Isah, A. v. The Queen (TCC) - TCC imposes gross negligence penalties for

February 14, 2018 | By: .(JavaScript must be enabled to view this email address) Mark Blumberg
Topics: News, What's New from the Charities Directorate of CRA, Canadian Charity Law, Ethics and Canadian Charities, Avoiding 'Charity' Scams

The Tax Court of Canada in Isah, A. v. The Queen (TCC) deals with donations disallowed by CRA and the court ultimately decided to impose gross negligence penalties on the taxpayer who submitted fake official donation receipts. 

The Court discuss the test for gross negligence:

…‘Gross negligence’ must be taken to involve greater neglect than simply a failure to use reasonable care. It must involve a high degree of negligence tantamount to intentional acting, an indifference as to whether the law is complied with or not. I do not find that high degree of negligence in connection with the misstatements of business income. To be sure, the plaintiff did not exercise the care of a reasonable man and, as I have noted earlier, should have at least reviewed his tax returns before singing them.
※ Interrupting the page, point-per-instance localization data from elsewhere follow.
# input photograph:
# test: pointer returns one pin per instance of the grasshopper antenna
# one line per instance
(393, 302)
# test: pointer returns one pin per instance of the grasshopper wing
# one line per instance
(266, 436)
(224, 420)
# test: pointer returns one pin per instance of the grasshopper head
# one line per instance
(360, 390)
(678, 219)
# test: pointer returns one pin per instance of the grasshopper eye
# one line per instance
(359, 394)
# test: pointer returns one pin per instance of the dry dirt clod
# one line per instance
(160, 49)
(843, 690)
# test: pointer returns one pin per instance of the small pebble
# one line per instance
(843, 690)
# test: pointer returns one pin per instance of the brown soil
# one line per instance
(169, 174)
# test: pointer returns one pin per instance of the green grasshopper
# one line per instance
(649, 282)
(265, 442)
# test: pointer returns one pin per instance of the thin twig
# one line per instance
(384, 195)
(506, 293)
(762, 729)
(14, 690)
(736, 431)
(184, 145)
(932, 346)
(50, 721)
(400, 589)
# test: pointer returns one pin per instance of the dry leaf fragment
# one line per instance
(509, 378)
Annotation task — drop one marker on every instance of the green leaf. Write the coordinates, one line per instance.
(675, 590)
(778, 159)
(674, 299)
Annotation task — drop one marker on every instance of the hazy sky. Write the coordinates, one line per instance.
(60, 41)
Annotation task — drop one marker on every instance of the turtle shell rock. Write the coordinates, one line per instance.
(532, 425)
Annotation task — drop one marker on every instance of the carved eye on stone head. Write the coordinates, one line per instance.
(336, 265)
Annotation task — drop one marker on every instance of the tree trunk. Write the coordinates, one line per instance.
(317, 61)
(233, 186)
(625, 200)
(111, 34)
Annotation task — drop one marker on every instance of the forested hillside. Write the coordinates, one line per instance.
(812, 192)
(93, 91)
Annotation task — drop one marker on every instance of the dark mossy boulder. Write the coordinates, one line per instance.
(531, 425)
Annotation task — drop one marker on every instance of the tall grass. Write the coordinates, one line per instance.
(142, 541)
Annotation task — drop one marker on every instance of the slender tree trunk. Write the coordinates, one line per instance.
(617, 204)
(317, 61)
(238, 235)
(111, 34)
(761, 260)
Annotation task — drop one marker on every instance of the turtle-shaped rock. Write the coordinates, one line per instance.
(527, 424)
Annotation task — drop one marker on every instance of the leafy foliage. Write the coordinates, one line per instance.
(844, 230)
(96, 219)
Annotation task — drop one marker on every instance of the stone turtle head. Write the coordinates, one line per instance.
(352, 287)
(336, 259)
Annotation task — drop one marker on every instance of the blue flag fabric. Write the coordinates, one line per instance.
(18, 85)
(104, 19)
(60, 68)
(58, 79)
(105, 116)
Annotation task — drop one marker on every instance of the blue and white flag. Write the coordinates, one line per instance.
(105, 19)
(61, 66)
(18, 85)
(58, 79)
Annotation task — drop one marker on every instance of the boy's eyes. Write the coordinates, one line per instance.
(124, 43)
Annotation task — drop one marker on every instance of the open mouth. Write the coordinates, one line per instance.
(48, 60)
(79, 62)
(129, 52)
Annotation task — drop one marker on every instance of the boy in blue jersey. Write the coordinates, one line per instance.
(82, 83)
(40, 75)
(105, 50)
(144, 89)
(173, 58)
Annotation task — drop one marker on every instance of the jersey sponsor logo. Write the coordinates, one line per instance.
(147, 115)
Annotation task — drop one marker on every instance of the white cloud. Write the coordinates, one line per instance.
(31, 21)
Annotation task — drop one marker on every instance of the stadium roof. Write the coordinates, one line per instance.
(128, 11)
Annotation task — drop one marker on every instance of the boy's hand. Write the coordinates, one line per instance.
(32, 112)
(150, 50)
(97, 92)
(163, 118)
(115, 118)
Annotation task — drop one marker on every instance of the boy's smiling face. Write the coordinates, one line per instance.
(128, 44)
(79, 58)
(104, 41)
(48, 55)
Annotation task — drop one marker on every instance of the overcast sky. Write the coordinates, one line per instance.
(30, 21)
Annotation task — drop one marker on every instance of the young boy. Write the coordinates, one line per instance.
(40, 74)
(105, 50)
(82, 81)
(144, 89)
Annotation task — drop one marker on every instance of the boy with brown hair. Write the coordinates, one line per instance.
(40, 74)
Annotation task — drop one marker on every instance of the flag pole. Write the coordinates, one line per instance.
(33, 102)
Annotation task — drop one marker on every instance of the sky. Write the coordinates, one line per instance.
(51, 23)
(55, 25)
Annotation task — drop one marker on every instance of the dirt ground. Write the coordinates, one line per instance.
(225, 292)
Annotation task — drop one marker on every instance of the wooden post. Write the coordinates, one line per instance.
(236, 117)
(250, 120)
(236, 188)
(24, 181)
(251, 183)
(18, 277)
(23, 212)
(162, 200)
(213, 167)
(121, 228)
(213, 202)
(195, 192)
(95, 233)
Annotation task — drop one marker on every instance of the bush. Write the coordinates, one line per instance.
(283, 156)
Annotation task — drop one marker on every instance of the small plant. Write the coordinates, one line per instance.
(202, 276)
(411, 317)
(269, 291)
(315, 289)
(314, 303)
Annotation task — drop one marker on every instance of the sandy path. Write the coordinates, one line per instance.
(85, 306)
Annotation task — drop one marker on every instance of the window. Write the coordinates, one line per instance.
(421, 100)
A reasonable man in doing so, having regard to other information available to him, would have been led to believe that something was amiss and would have pursued the matter further with his bookkeeper.

The Court concluded in assessing gross negligence penalties:


[15] In this case however the mis-statements in the 2011 return are the claims for deduction for charitable donations to World Vision and to Heat & Stroke in the respective amounts of $2,533.86 and $2,464.08. I do not think the Appellant, who represented himself in this matter, would have had a problem in spotting these wrong amounts if he had taken time to review the return (as he said he did not) before signing it. I think that these two false statements would have been obvious to him, as they would have been to almost anyone in reviewing that return. The Appellant was completely aware that he had had no intention of donating any such amounts to these two charitable institutions.

[16] Accordingly I do find that the Respondent has met its burden of proof, through cross-examination of the Appellant, that the false statements in the return as established by the evidence of Mr. Mitchell and Ms. Brown, were made, participated in, assented to or acquiesced in through gross negligence of the Appellant.
 

What a shame that 2 charity officials had to attend at court to testify in this matter.